In Figure 20, $V_{ab,z}$ is the voltage applied to the resonant tank after Zero-Vector-Injection. Obviously, ZVS can still be realized after using the proposed current sharing strategy.

Temperatures of these MOSFET under different operating conditions provides an indication of the effectiveness of the current sharing strategy proposed in this paper. The temperature of MOSFET at the rated power is detected using thermal cameras, as shown in Figure 21a,b.

According to Figure 21a, phase two has a higher temperature than phase one when current sharing is disabled. With current sharing, the difference in temperature between the two phases is very small, as shown in Figure 21b.

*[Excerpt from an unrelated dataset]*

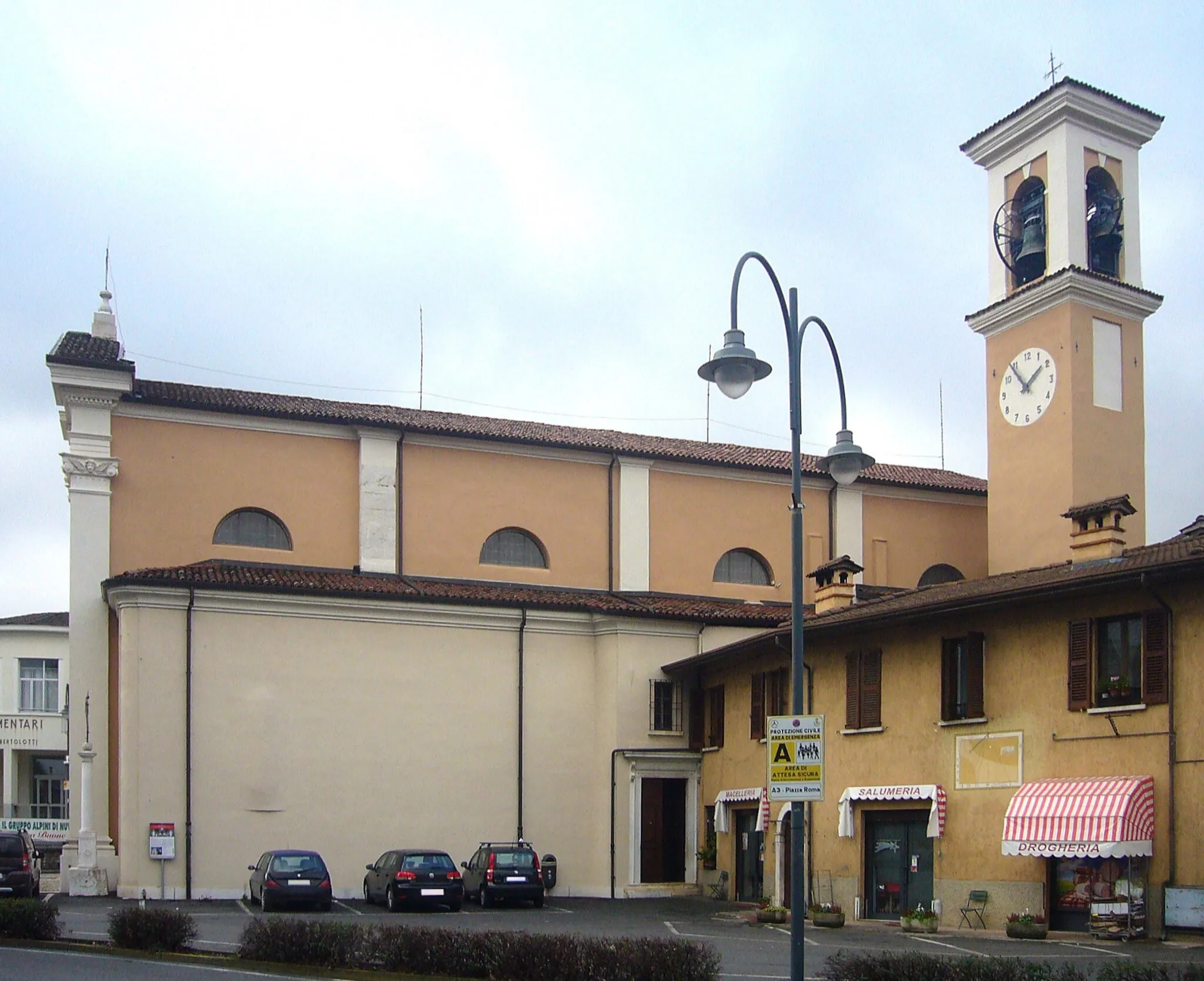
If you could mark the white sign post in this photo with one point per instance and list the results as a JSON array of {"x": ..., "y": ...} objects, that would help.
[{"x": 795, "y": 755}]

As mentioned in Section 1, the current sharing strategy proposed in this paper can also improve the efficiency of the parallel system by using phase shedding technique. Figure 22 shows the phase shedding waveform when the load current is less than 55%. When the load current is below 5.5 A, phase two is shut down. As shown in Figure 23, the 5 A (50%) load efficiency is improved from 93% to above 94%, and the 2 A (20%) load efficiency is improved from 85% to 90%. Considering that this is a high step-up ratio application, this efficiency performance is acceptable.

5. Conclusions

In this paper, a novel current sharing strategy for interleaved full-bridge LLC resonant converters based on Zero-Vector-Injection is proposed, which can realize current sharing without adding any additional hardware. The principle of Zero-Vector-Injection is analyzed based on FHA. A detailed modulation scheme is proposed to realize ZVS and ZCS when Zero-Vector-Injection is activated. Theoretical analysis and simulation confirm the feasibility of the proposed method in this paper. To further verify the proposed approach, a two-phase interleaved LLC converter prototype with 1.8 kW rated power was built. Experiment results from the prototype show very good load sharing performance. Moreover, the use of the phase shedding technique improves light-load efficiency significantly.